Chronic fatigue syndrome/myalgic encephalomyelitis (CFS/ME) is associated with pandemic influenza infection, but not with an adjuvanted pandemic influenza vaccine. — CFSMEATLAS
Chronic fatigue syndrome/myalgic encephalomyelitis (CFS/ME) is associated with pandemic influenza infection, but not with an adjuvanted pandemic influenza vaccine.

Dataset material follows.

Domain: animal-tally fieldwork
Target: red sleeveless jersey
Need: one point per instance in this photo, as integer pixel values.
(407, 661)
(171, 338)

Magnus, Per, Gunnes, Nina, Tveito, Kari et al. · Vaccine · 2015 · DOI
Quick Summary
This large study of the Norwegian population during the 2009 flu pandemic found that people who caught the H1N1 influenza virus were more than twice as likely to develop ME/CFS afterward. However, people who received the pandemic flu vaccine did not show an increased risk of developing ME/CFS. This suggests that actually getting infected with the flu virus itself, rather than the vaccine, may trigger ME/CFS in some people.
Why It Matters
This study directly addresses a major concern among ME/CFS patients by examining whether the pandemic flu vaccine triggers CFS/ME. Using comprehensive national health data, it provides reassurance that the vaccine was not associated with increased CFS/ME risk while strengthening evidence that infectious triggers—specifically symptomatic influenza infection—may be involved in disease pathogenesis.
Observed Findings
Pandemic influenza A (H1N1) infection was associated with a 2-fold increased risk of CFS/ME diagnosis (adjusted HR 2.04, 95% CI: 1.78–2.33).
The adjuvanted pandemic flu vaccine showed no increased risk of CFS/ME (adjusted HR 0.97, 95% CI: 0.91–1.04).
The baseline incidence of CFS/ME was 2.08 cases per 100,000 person-months at risk in the Norwegian population.
Vaccinated individuals who were not infected did not show elevated CFS/ME rates compared to unvaccinated unexposed individuals.
Inferred Conclusions
Symptomatic influenza infection, rather than antigenic stimulation alone, may be the trigger for CFS/ME development in susceptible individuals.
The adjuvanted pandemic influenza vaccine does not increase CFS/ME risk and is not responsible for post-pandemic CFS/ME cases.
Infectious agents may play a key role in CFS/ME pathogenesis, supporting a model of post-infectious etiology for at least some cases.
Remaining Questions
Why does influenza infection trigger CFS/ME in some individuals but not others? What are the specific viral, immunological, or host factors that determine post-infectious CFS/ME development?
Does the association between influenza and CFS/ME apply to other respiratory infections or are other pathogens similarly implicated?
What This Study Does Not Prove
This study does not establish the mechanism by which influenza infection triggers CFS/ME, nor does it explain why only some infected individuals develop the condition. It cannot determine causation definitively—only association—and uses specialist health care diagnoses, which may underestimate true CFS/ME prevalence if many cases remain undiagnosed. The findings are specific to pandemic H1N1 and may not generalize to other influenza strains or non-influenza infections.